Assessing the exact identity of the Belgian populations of Onobrychis viciifolia requires further study. There are obviously two independent vectors of introduction that probably involve different taxa. According to Sell & Murrell (2009) (see also Clement 2009) the crop plant belongs with subsp. viciifolia (more or less robust plants with erect stems and large corollas). The taxon that is currently included in wild flower seed probably pertains to subsp. decumbens (Jord.) P.D. Sell, a more slender taxon with decumbent to ascending stems and smaller corollas (up to 12 mm long). Plants from wild flower seed mixtures are also often ascribed to Onobrychis sativa Lamk., a taxon that probably merely represents a robust cultivar of O. viciifolia. If more recent herbarium collections from Belgium would become available it would be interesting to study the species’ variability.
Berten B. & Van Landuyt W. (2006) Onobrychis viciifolia. In: Van Landuyt W., Hoste I., Vanhecke L., Van den Bremt P., Vercruysse W. & De Beer D., Atlas van de flora van Vlaanderen en het Brussels gewest. Instituut voor Natuur- en Bosonderzoek, Nationale Plantentuin van België en Flo.Wer: 623-624.
Clement E.J. (2009) Triple trouble over Onobrychis identification. BSBI News 112: 19-20.
Hayot C. (2011) Sainfoin (Onobrychis viciifolia), a forage legume with great potential for sustainable agriculture, an insight on its morphological, agronomical, cytological and genetic characterisation [available online at: https://www.escholar.manchester.ac.uk/api/datastream?publicationPid=uk-ac-man-scw:120238&datastreamId=FULL-TEXT.PDF]
Negri V. & Cenci C.A. (1988) Morphological characterization of natural populations of Onobrychis viciifolia (Leguminosae) from Central Italy. Willdenowia 17(1-2): 19-31.

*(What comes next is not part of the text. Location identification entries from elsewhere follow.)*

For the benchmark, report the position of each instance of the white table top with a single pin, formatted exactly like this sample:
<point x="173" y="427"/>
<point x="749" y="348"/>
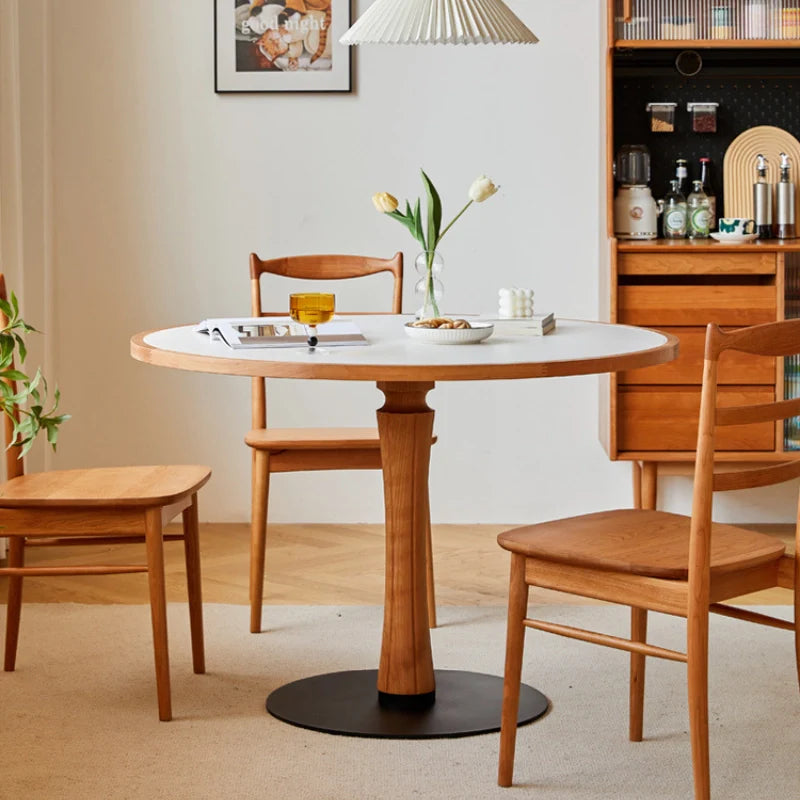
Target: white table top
<point x="575" y="347"/>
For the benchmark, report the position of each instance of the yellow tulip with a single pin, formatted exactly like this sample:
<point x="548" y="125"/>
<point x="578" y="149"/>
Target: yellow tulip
<point x="384" y="202"/>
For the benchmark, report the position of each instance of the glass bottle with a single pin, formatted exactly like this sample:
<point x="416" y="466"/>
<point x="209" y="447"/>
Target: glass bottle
<point x="682" y="174"/>
<point x="675" y="212"/>
<point x="762" y="199"/>
<point x="707" y="179"/>
<point x="784" y="197"/>
<point x="697" y="227"/>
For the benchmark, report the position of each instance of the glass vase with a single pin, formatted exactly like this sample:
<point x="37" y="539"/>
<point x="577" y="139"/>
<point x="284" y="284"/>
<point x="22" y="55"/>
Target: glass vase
<point x="429" y="289"/>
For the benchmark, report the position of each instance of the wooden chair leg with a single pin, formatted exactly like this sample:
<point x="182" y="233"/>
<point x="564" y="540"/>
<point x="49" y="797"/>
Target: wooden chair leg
<point x="429" y="583"/>
<point x="515" y="640"/>
<point x="258" y="535"/>
<point x="649" y="485"/>
<point x="697" y="651"/>
<point x="16" y="558"/>
<point x="637" y="484"/>
<point x="797" y="615"/>
<point x="638" y="661"/>
<point x="191" y="545"/>
<point x="158" y="609"/>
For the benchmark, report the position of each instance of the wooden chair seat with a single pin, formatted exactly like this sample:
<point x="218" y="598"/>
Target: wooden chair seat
<point x="104" y="486"/>
<point x="639" y="542"/>
<point x="277" y="439"/>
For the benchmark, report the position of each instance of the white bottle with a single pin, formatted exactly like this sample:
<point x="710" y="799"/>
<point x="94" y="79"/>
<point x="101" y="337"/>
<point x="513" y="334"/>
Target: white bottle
<point x="699" y="212"/>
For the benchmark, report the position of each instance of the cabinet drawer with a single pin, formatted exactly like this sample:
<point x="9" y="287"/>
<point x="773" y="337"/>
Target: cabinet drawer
<point x="666" y="418"/>
<point x="734" y="367"/>
<point x="696" y="263"/>
<point x="657" y="304"/>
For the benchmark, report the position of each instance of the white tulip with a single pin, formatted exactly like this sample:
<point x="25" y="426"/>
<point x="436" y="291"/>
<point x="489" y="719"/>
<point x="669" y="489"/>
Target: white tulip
<point x="481" y="189"/>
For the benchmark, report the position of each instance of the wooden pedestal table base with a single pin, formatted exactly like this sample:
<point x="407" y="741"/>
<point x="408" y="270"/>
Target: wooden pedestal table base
<point x="405" y="698"/>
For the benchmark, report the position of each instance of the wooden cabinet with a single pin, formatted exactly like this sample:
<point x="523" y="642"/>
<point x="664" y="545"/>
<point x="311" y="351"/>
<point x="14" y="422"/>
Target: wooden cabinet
<point x="650" y="415"/>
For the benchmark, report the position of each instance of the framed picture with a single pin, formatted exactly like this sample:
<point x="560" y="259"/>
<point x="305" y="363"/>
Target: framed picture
<point x="281" y="46"/>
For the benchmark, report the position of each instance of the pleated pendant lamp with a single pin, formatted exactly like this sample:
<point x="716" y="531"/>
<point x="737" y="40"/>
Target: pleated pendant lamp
<point x="439" y="22"/>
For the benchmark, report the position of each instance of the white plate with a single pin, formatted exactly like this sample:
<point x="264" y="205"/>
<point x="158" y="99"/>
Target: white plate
<point x="734" y="238"/>
<point x="477" y="333"/>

Sacristan M.D. (1966) Estudios citotaxónomicos sobre el género Onobrychis (L.) Adanson con referencia especial a la citogénetica de al esparceta (O. viciifolia Scop.). An. Estac. Exper. Aula Dei 8: 1-114.
Sell P. & Murrell G. (2009) Flora of Great Britain and Ireland. Vol. 3 Mimosaceae – Lentibulariaceae. Cambridge University Press, Cambridge: XXVIII + 595 p.